Staining of PDF in immature P. dumerilii heads (S9 Fig) was done according to an established protocol [33]. Briefly, worm heads were cut and fixed in 4% PFA for 2 h at room temperature. Dehydration and permeabilization of samples was done using increasing concentrations of methanol (MeOH), with final storage of the samples in 100% MeOH (at least overnight). Proceeding with the immunohistochemistry protocol, samples were rehydrated in 1X PTW (1X PBS/ 0.1% TWEEN20) and digested for 6 min using Proteinase K (100 μg/mL), then rinsed 2× 2 min in glycine (2 mg/mL). Samples were next washed 5× (1-2-5-10-10 min) in 1X PTW. To improve visualization, tissue clearing and depigmentation was done using DEEP-Clear [104], for which samples were incubated in clearing solution for 20 min at room temperature, shaking. Heads were washed 5× 10 min in 1X PTW, then blocked overnight in 10% sheep serum (VWR International, USA) at 4°C. The following day, samples were incubated in anti-Pdu-PDF (1:125 in 5% sheep serum). Incubation in secondary antibody, Alexa Flour 555 goat anti-rabbit (1:400 in 1X PTW, Thermo Fisher Scientific, USA), followed. All antibody incubations were done for 3 d at 4°C while shaking and were followed by washing of the samples in 1X PTW for at least 4× 15 min at room temperature plus overnight at 4°C. Then, staining of nuclei was done using Hoechst 33342 (1:1,000 in 1X PTW, Thermo Fisher Scientific, USA). Samples were incubated at least overnight, followed by 3× 10 min washes in 1X PTW and equilibration of samples at least overnight at 4°C in 35% glycerol. Finally, the heads were mounted in 70% glycerol (Sigma-Aldrich, USA).

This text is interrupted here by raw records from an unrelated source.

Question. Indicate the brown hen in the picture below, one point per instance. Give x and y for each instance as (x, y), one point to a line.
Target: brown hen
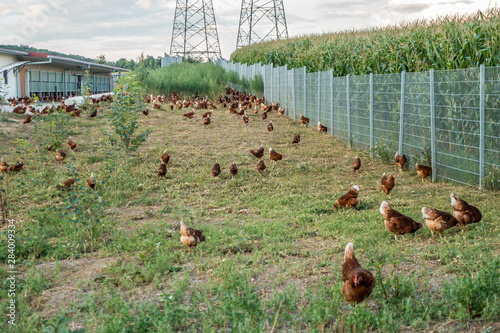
(358, 282)
(396, 222)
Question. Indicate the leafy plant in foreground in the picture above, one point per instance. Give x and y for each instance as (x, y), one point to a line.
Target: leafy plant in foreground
(124, 113)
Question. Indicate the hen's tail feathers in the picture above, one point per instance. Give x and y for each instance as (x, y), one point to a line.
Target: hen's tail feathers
(349, 251)
(453, 198)
(425, 212)
(383, 207)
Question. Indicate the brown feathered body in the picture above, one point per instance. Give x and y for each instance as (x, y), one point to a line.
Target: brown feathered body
(206, 122)
(303, 120)
(261, 166)
(270, 126)
(356, 164)
(60, 155)
(233, 170)
(396, 222)
(387, 183)
(275, 156)
(71, 145)
(463, 212)
(400, 160)
(162, 170)
(165, 157)
(216, 170)
(17, 167)
(322, 128)
(189, 115)
(349, 200)
(190, 237)
(258, 153)
(66, 186)
(358, 282)
(423, 171)
(437, 220)
(3, 166)
(91, 181)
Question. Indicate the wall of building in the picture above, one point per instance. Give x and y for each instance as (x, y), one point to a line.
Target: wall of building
(5, 60)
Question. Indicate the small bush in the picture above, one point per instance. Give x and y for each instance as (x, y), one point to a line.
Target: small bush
(188, 79)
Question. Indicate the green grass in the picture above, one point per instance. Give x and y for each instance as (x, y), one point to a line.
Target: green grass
(274, 245)
(187, 79)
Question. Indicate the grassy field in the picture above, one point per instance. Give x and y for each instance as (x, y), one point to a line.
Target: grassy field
(274, 247)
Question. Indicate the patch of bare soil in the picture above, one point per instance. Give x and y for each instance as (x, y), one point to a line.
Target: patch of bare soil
(64, 291)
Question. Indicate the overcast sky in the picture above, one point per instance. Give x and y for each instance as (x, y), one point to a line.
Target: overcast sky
(125, 28)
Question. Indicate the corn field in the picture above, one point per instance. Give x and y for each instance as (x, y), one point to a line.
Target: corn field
(450, 42)
(448, 119)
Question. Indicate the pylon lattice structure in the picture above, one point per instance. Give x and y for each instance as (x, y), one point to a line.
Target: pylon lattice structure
(261, 20)
(195, 31)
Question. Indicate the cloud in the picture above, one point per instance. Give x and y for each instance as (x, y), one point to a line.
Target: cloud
(143, 4)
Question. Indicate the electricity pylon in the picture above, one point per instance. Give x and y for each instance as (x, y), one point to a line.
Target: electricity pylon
(195, 31)
(261, 20)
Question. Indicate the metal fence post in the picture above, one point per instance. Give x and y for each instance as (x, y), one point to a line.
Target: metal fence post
(402, 114)
(271, 94)
(293, 95)
(319, 94)
(482, 100)
(433, 127)
(286, 91)
(331, 101)
(348, 100)
(372, 153)
(305, 91)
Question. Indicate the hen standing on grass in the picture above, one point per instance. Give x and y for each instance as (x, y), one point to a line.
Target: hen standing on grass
(423, 171)
(165, 157)
(387, 183)
(233, 170)
(258, 153)
(261, 166)
(91, 181)
(396, 222)
(162, 170)
(463, 212)
(358, 282)
(216, 169)
(71, 145)
(437, 220)
(400, 161)
(190, 237)
(60, 155)
(356, 164)
(4, 167)
(349, 200)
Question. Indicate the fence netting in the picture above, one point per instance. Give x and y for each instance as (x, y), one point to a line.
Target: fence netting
(452, 116)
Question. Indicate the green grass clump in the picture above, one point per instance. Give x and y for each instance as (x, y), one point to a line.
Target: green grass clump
(449, 42)
(272, 259)
(187, 79)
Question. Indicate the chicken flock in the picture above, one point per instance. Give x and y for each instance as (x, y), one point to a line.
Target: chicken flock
(358, 282)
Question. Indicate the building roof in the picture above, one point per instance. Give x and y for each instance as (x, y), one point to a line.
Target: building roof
(34, 58)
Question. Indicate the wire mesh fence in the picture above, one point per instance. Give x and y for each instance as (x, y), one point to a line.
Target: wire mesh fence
(449, 119)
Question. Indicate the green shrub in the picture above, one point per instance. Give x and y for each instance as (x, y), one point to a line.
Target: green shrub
(188, 79)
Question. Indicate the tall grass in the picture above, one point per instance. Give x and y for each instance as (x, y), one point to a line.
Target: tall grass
(448, 42)
(187, 79)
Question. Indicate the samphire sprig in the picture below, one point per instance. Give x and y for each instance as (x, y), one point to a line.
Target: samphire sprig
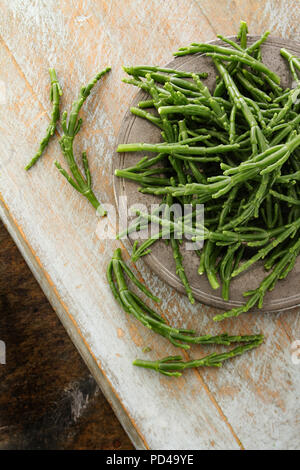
(234, 149)
(173, 366)
(82, 184)
(117, 271)
(55, 93)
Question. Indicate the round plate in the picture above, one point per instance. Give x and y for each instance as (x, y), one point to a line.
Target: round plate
(134, 129)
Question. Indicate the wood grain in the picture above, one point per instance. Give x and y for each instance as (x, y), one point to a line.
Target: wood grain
(48, 398)
(252, 402)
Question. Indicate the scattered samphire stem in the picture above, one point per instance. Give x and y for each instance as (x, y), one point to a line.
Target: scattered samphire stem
(173, 366)
(117, 271)
(82, 183)
(55, 93)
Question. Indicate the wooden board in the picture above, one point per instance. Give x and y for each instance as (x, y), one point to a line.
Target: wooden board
(253, 402)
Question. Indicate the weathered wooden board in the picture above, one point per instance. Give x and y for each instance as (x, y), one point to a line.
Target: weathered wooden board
(253, 402)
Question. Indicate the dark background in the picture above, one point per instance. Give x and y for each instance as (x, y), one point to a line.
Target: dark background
(48, 399)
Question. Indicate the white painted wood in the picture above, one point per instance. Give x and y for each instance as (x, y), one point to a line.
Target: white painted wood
(253, 401)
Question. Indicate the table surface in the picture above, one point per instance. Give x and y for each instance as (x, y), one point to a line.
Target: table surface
(48, 399)
(253, 401)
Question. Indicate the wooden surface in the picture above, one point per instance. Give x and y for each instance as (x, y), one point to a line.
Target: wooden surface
(253, 402)
(48, 398)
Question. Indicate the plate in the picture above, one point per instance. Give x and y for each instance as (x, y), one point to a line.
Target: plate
(134, 129)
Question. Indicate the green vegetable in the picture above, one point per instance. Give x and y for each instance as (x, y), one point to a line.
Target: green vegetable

Imaging was done using a Zeiss LSM700 inverse confocal microscope with LD LCI Plan-Apochromat 25×/0.8 Imm Korr DIC M27 lenses (oil immersion). We performed Z-stack imaging with microscope parameters set for the specific staining in pdf +/+ worms and applied it to all samples. Using ImageJ/Fiji [80], Z-projections of average intensity were prepared for all samples. Min/Max range for the PDF channel (Alexa Fluor 555) was 0–343.

Clock gene qPCR measurements in pdf mutant worms

After entrainment to a 16 h:8 h LD cycle, we sampled worm heads of pdf wild types and −14/−14 mutants (VIO background) on the second day of DD at circadian time point 6 (CT6), CT10, CT15, CT19, and CT24 as described above for RNASeq analysis. Animals were only briefly exposed to light during dissection. At each time point, 3 replicates of mutant and wild-type worms were collected with 5 heads pooled per replicate (only 2 replicates for CT10).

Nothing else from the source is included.